WATERING TREES AND SHRUBS
Excessively dry soils cause the death of small roots and reduce a tree’s capacity to absorb water, even after the soil is re-moistened. The resulting drought stress increases a tree’s susceptibility to certain diseases and insects. Precious energy reserves must be used to replace the lost roots. Keep your trees and shrubs adequately watered by following the guidelines listed below.
CHECKING SOIL MOISTURE
There is no way to look at the soil from above and tell how much moisture is in it. The only way to be sure of how much moisture is in the soil is to probe or dig. A trowel, metal rod, or soil sampling tool can be used. Low-cost soil moisture meters are not very accurate. A metal rod, such as the end of a root feeder (without the water running), may be the most convenient tool for the homeowner to obtain and use. Very dry soil will resist penetration of the rod and indicate the need for watering. After a little bit of practice, anyone can learn to use this simple tool.
NEWLY PLANTED TREES
Proper watering is the single most important maintenance factor in the care of transplanted trees. Too much or too little water can result in tree injury. More trees are killed by too much water than by too little. Newly planted trees and shrubs may need to be watered regularly for 2-3 years until their root systems become established. Large trees may take longer. For the first few months of the growing season after a tree is planted, the tree draws most of its moisture from the root ball. The root ball can dry out in only a day or two, while surrounding soil remains moist. To water the root ball and surrounding area, by let the hose run slowly at the base of the tree or use a root-watering needle under low pressure for 5-10 minutes.
The top 8-12 inches of soil should be kept moist around trees during periods of drought, at least as far as the branches spread (dripline). It is impossible to give a formula on how much or how often to water a tree to keep the soil moist 8-12 inches deep. The amount of water required will vary with local site conditions, but without adequate rainfall, established trees may need to be watered as often as every 10-14 days. Don’t wait until your plants show signs of stress, such as wilting or yellowing. Any of several methods of watering work well.

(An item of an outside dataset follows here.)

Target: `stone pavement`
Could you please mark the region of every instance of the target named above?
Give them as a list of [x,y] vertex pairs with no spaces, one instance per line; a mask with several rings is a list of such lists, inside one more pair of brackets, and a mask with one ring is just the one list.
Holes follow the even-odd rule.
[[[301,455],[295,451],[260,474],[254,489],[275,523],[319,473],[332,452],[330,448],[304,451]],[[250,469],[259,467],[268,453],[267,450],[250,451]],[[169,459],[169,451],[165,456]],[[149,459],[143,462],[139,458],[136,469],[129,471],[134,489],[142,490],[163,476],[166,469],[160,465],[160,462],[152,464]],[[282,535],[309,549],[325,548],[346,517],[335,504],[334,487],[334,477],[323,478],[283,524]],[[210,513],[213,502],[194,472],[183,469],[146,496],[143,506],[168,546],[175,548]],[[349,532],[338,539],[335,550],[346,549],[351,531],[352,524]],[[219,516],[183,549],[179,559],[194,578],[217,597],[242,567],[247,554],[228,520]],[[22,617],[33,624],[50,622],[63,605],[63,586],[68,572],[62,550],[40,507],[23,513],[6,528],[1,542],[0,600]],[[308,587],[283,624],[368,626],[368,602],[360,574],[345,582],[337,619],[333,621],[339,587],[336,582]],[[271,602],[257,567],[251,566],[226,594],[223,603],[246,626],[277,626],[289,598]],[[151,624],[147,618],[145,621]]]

Remember, you are not watering plants, you are watering their roots.
- If the ground is level, simply let an open hose run on the ground and move it around occasionally to get good distribution.
- If the ground slopes a little, water may easily run off the surface, and a sprinkler or soaker hose would distribute the water more slowly.
- If the ground slopes severely, a root-watering needle may be necessary. Insert the needle no more than 6 inches into the ground, and move it around frequently since it moistens a small area around the insertion point. No matter which watering method is chosen, it is important that you don’t saturate the trunk and that you keep the top 8-12 inches of soil evenly moist throughout dry periods.